In all, it seems as though Anwar is appreciative, yet critical. She has had mostly “positive” experiences with the Foundation and believes that it “holds very important space for students of color”, citing specifically that the Foundation ought to remain in its position outside the Office for Equity, Diversity and Inclusion (EDI). She feels, however, that the Foundation’s model for diversity is a bit “outdated” and that it “certainly is not the space that [students of color] deserve.”

Moving forward, Anwar would like to see the Harvard Foundation interns do a better job of organizing the Student Advisory Committee and give students within the committee a better platform to share their opinion. Additionally, where the Foundation has been intentionally apolitical in the past, she would like to see the Foundation take a more principled stance-- she explains that, “being a racial or multicultural center is a political thing in itself”. While she doesn’t currently see the Foundation as central to the most recent push for a multicultural center, she does see the value that the Foundation adds and would like to see the Foundation as part of imagining that future.

Anwar also recognizes just how uncertain the future of the Foundation is,

"I worry about the Foundation now [because of the expansion of EDI, the push for the multicultural center, and the Foundation having no director]. I worry that it will become subsumed."

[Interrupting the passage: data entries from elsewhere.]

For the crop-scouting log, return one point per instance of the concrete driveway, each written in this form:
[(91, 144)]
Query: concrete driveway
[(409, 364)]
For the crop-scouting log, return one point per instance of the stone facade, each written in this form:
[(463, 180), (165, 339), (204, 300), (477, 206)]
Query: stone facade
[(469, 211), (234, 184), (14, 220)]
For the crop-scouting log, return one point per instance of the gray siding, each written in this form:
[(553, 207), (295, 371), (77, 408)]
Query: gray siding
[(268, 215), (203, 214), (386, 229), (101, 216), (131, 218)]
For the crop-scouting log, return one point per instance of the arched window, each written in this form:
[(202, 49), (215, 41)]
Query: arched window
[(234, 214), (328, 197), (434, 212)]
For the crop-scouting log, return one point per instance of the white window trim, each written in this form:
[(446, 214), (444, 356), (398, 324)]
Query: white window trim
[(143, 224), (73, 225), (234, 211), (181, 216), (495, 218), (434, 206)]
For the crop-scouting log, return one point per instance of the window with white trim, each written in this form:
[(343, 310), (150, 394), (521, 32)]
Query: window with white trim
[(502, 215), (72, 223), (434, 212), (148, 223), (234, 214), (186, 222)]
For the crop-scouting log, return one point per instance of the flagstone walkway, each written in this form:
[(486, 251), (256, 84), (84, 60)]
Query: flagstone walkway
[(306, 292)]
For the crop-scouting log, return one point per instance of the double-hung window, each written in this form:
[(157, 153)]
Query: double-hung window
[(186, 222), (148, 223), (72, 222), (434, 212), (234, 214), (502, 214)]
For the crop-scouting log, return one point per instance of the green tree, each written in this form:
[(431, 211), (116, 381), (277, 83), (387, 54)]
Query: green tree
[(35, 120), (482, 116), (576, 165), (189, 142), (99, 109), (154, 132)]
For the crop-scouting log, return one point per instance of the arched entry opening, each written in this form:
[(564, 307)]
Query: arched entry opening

It is clear that the Foundation needs to do some reimagining in order to adequately support students on campus. 

Brenda Esqueda '20


Brenda Esqueda, intern at the Harvard Foundation and a member of the LatinX community, has done so much to support LatinX students on campus, but she describes that this work is sometimes exhausting, unsupported and misunderstood. Even at the Harvard Foundation, for example, she explains that “people don’t know when we had the last LatinX intern, and I don’t know when we’re going to have the next one.” Structurally, too, there are few LatinX administrators and faculty.
 
She loves her work at the Foundation but certainly recognizes problems within the institution. She explains that the Foundation doesn’t seek help until way too late in the planning process; additionally the conversations that are had often forget large communities of people until one person says, “Don’t forget about these people!” Often, she feels as though that responsibility falls on her—

“I feel a lot of pressure because of the tension that has been going on in the LatinX community; people want resources and I am in one of the offices that is supposed to provide resources.”

She would like to see the Foundation continue to seek more support from people outside of it, be more outward looking in its focus rather than relying on the knowledge of its interns to make decisions.
 
In all, however, Brenda acknowledges the need for a multicultural center and explains that the Foundation cannot be it for two reasons—one, it does not have the physical capacity to serve as a gathering place. And two, the Foundation is inherently intersectional in its mission. Brenda believes that,

“[a focus on intersectionality] was needed when the Foundation was created, but now we need more than that. Just the sole support of intersectionality is hurtful for our communities. When people are asking for a multicultural center, they are asking for a space that will allow them to just be.”

The Foundation, she argues, would work hand in hand with a multicultural center, “making both of our lives easier.”